Eurojust schafft nicht nur Sprachprobleme aus dem Weg, sondern auch die Hürden, die durch die unterschiedlichen Gesetzgebungen entstehen. Denn eines dürfe nicht vergessen werden, so Meyer-Cabri:
"Es gibt kein europäisches Prozessrecht. Es gibt keine europäische Strafgerichtsordnung. Was Sie brauchen, und das ist dann wieder Eurojust, ist die Brücke zwischen diesen Systemen.
Bei uns geht es darum, dass Verfahren schneller und einfacher über die Bühne gehen und Hindernisse ausgeräumt werden."
Eines der jüngsten Beispiele: die Verurteilung der Anführer einer Diebesbande aus Litauen, die in deutschen Städten Autos und Ersatzteile gestohlen hat. Entscheidend war es, an die Drahtzieher heranzukommen - doch das ging nur in enger Zusammenarbeit mit der litauischen Justiz:
"Der deutsche Staatsanwalt ruft bei mir an. Beschreibt mir den Fall, fragt: 'Kannst du mir helfen?' - So einfach ist das. Und ich sage ja. Ich regle dann mit meiner litauischen Kollegin die Dinge, die mit Litauen zu machen sind. Die weiß genau, wen sie ansprechen muss."
Beide Seiten werden dann zusammengebracht, lernen sich kennen, bauen Vertrauen auf und können dank Simultandolmetschern in ihrer Muttersprache miteinander kommunzieren:
"Im Endeffekt haben wir einen großen Zugriffstag gemacht, wo ungefähr 1.000 Polizisten in beiden Staaten eingesetzt waren. Es wurden potenzielle Täter festgenommen. Es wurden unglaublich viele Autos, Autobestandteile, Geld und Uhren sichergestellt. Der Haupttäter, der in Litauen vor Gericht stand, hat neun Jahre bekommen. In Deutschland war das höchste Urteil sieben Jahre. So stellt man sich das vor. Und dieses kriminelle Netzwerk wurde nicht nur kurzzeitig unterbrochen, sondern wirklich Schluss damit gemacht."
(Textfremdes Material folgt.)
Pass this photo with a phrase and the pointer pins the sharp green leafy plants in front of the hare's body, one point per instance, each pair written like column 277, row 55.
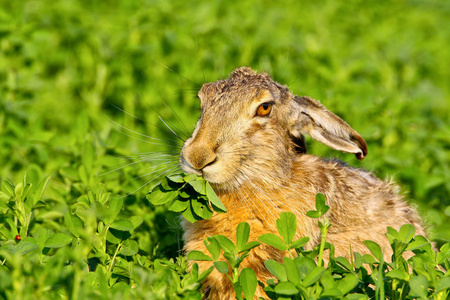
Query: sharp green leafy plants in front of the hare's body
column 305, row 277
Attentatsorte auf dem Monitor
Was den Terror betrifft: Egal, ob Berlin, Brüssel oder Nizza - die Ermittlungen nach allen Anschlägen der letzten Zeit wurden auf Bitten der zuständigen Staatsanwaltschaften von Den Haag aus koordiniert. Dort ist ein spezieller Terror-Monitor aufgebaut worden, der sämtliche Entwicklungen, Fakten, Freisprüche und Verurteilungen in der EU sammelt. Terrorexperten aus ganz Europa treffen sich regelmäßig bei Eurojust, um Erfahrungen und Informationen auszutauschen. Und mindestens einmal im Jahr findet eine große Anti-Terrorkonferenz statt. Denn auch bei der Terrorbekämpfung setzen die Eurojust-Experten vor allem auf eines:
"Kommunikation, Kommunikation, Kommunikation."
Inzwischen wird Eurojust gut 2.300 Mal im Jahr um Hilfe gefragt, allein die Anfragen aus Deutschland stiegen in den letzten beiden Jahren um 200 Prozent. Dass es Eurojust gibt, hat sich herumgesprochen.
Und nicht nur in dieser Hinsicht hat sich seit der Gründung 2002 viel getan: Der europäische Haftbefehl und die europäische Rechtshilfekonvention sind Realität geworden. Staatsanwälte, Fahnder und Ermittler dürfen grenzüberschreitend in gemischten Ermittlungsgruppen zusammenzuarbeiten. Es gibt ein europäisches Vorstrafenregister. Aufgrund einer speziellen Anordnung können Ermittlungen in einem anderen Staat schneller und einfacher angefragt werden. Und ein Abkommen ermöglicht die Zusammenarbeit zwischen Eurojust und Europol.